Some results are plotted below (column name denotes the loss function used for training). All plots can be found here^{3}.

#### Results

##### Please zoom in for better readability.

#### Observations

None of the models converged when optimized with *SGD*, whether *BN* was used or not.
Optimizing with *ADAM* made all models without *BN* converge except for the one trained with *DICEFG* on the 95% fg data.
Using *BN* before each activation improved models accuracy and helped to train the model with *DICEFG* on the 95% fg data successfully.
When training with *DICEFG*, the *CCE* loss and gradient norm skyrocketed in the beginning for the 50% fg dataset.

It is interesting to note, that the gradient norms for the 95% fg case are smaller than those for the 5% fg case.
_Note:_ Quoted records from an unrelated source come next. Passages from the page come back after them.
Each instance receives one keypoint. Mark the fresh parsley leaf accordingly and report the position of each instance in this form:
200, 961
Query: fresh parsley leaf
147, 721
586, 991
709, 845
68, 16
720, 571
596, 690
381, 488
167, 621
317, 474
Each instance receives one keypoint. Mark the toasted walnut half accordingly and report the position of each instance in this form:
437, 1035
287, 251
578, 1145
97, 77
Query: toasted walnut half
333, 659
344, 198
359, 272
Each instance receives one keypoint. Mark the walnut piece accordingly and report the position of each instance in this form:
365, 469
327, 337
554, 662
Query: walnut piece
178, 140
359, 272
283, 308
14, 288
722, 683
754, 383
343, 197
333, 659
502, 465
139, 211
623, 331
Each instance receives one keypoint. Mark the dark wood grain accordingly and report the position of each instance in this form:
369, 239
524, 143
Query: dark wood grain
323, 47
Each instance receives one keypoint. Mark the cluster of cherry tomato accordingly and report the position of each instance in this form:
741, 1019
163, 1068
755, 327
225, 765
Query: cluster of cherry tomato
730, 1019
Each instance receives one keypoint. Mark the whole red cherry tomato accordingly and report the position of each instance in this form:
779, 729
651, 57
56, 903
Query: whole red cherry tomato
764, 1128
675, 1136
It is a strange observation, because, for example from the point of view of the *DICE* and *CCE* loss functions, both situations should be indistinguishable, since they take bg and fg equally into account.

#### Conclusions

For this toy segmentation task, all models with batch normalization achieved a good accuracy on all bg/fg configurations regardless of the used loss function.
Batch normalization improved models performance and was essential to make the model trained with *DICEFG* converge on the 95% fg dataset.